Jared Harrison-Hunte

No. 98 – Arizona Cardinals
- Position: Defensive end
- Roster status: Practice squad

Personal information
- Born: July 22, 2000 (age 26) Middle Village, New York, U.S.
- Listed height: 6 ft 4 in (1.93 m)
- Listed weight: 294 lb (133 kg)

Career information
- High school: Christ the King Regional (Queens, New York)
- College: Miami (2019–2023) SMU (2024)
- NFL draft: 2025: undrafted

Career history
- Carolina Panthers (2025); Arizona Cardinals (2026–present)*;
- * Offseason or practice squad member only

Awards and highlights
- First-team All-ACC (2024);
- Stats at Pro Football Reference

= Jared Harrison-Hunte =

American football player (born 2000)

Jared Harrison-Hunte (born July 22, 2000) is an American professional football defensive end for the Arizona Cardinals of the National Football League (NFL). He played college football for the Miami Hurricanes and SMU Mustangs.

==Early life==
Harrison-Hunte attended Christ the King Regional High School in Queens, New York, where he helped lead his basketball team to a state championship in addition to playing football.
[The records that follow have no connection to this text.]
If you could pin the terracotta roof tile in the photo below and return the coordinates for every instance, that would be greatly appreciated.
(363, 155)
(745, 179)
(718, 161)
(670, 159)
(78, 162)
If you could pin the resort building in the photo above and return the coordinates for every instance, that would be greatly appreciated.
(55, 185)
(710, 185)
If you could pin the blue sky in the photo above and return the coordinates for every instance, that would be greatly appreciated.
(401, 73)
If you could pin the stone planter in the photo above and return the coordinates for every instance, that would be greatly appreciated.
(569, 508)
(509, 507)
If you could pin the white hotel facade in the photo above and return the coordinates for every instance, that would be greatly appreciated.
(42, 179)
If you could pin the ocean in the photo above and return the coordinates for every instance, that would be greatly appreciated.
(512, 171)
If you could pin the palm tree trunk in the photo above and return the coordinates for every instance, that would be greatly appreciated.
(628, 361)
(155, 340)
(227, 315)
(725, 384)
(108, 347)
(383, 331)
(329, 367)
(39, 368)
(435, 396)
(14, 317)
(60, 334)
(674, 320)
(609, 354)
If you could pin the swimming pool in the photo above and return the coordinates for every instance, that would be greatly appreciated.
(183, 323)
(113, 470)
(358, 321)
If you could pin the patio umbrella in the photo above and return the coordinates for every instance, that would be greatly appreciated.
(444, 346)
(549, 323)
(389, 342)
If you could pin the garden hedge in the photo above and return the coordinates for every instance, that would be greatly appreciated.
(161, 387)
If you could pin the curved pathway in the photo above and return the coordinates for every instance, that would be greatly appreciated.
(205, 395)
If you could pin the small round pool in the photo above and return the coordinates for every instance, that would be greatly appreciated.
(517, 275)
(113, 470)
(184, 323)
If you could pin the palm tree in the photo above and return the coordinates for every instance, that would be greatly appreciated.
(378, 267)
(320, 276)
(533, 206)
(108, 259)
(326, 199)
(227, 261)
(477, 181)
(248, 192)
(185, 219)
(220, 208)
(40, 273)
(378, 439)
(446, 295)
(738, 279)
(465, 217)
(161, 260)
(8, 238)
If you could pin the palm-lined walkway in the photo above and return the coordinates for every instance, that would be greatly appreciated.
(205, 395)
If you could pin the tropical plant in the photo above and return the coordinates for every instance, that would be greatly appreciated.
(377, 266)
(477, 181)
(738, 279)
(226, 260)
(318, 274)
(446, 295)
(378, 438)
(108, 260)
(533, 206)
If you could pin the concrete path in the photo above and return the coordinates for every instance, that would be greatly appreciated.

He was rated as a three-star recruit and committed to play college football for the Miami Hurricanes.

==College career==
=== Miami ===
As a freshman in 2019, Harrison-Hunte took a redshirt. In 2020, he notched 17 tackles with six going for a loss, three sacks, and a forced fumble. In 2021, Harrison-Hunte played in 11 games with eight starts, posting 18 tackles with six and a half for a loss. In 2022, he tallied 16 tackles with four being for a loss, and two sacks. In 2023, Harrison-Hunte made 11 starts for Miami, where he recorded 26 tackles with three being for a loss, and two sacks. After the season, he entered his name into the NCAA transfer portal.

=== SMU ===
Harrison-Hunte transferred to play for the SMU Mustangs. In 2024, he notched 42 tackles with eight and a half being for a loss, six and a half sacks, and an interception for the Mustangs, earning first-team all-ACC honors.

==Professional career==
Harrison-Hunte declared for the 2025 NFL draft, while also accepting an invite to participate in the 2025 East–West Shrine Bowl with his teammate Elijah Roberts.

Pre-draft measurables
| Height | Weight | Arm length | Hand span | Wingspan | 40-yard dash | 10-yard split | 20-yard split | 20-yard shuttle | Three-cone drill | Vertical jump | Broad jump |
| 6 ft 3+3⁄8 in (1.91 m) | 290 lb (132 kg) | 33 in (0.84 m) | 9+1⁄8 in (0.23 m) | 6 ft 7+1⁄2 in (2.02 m) | 4.86 s | 1.69 s | 2.82 s | 4.65 s | 7.76 s | 32.0 in (0.81 m) | 9 ft 3 in (2.82 m) |
All values from NFL Combine/Pro Day

===Carolina Panthers===
Harrison-Hunte signed with the Carolina Panthers as an undrafted free agent on April 27, 2025. He was waived on August 26, and re-signed to the practice squad. Harrison-Hunte was promoted to the active roster on November 8.

On August 30, 2026, Harrison-Hunte was waived by the Panthers as part of final roster cuts.

===Arizona Cardinals===
On September 1, 2026, Harrison-Hunte was signed to the Arizona Cardinals practice squad.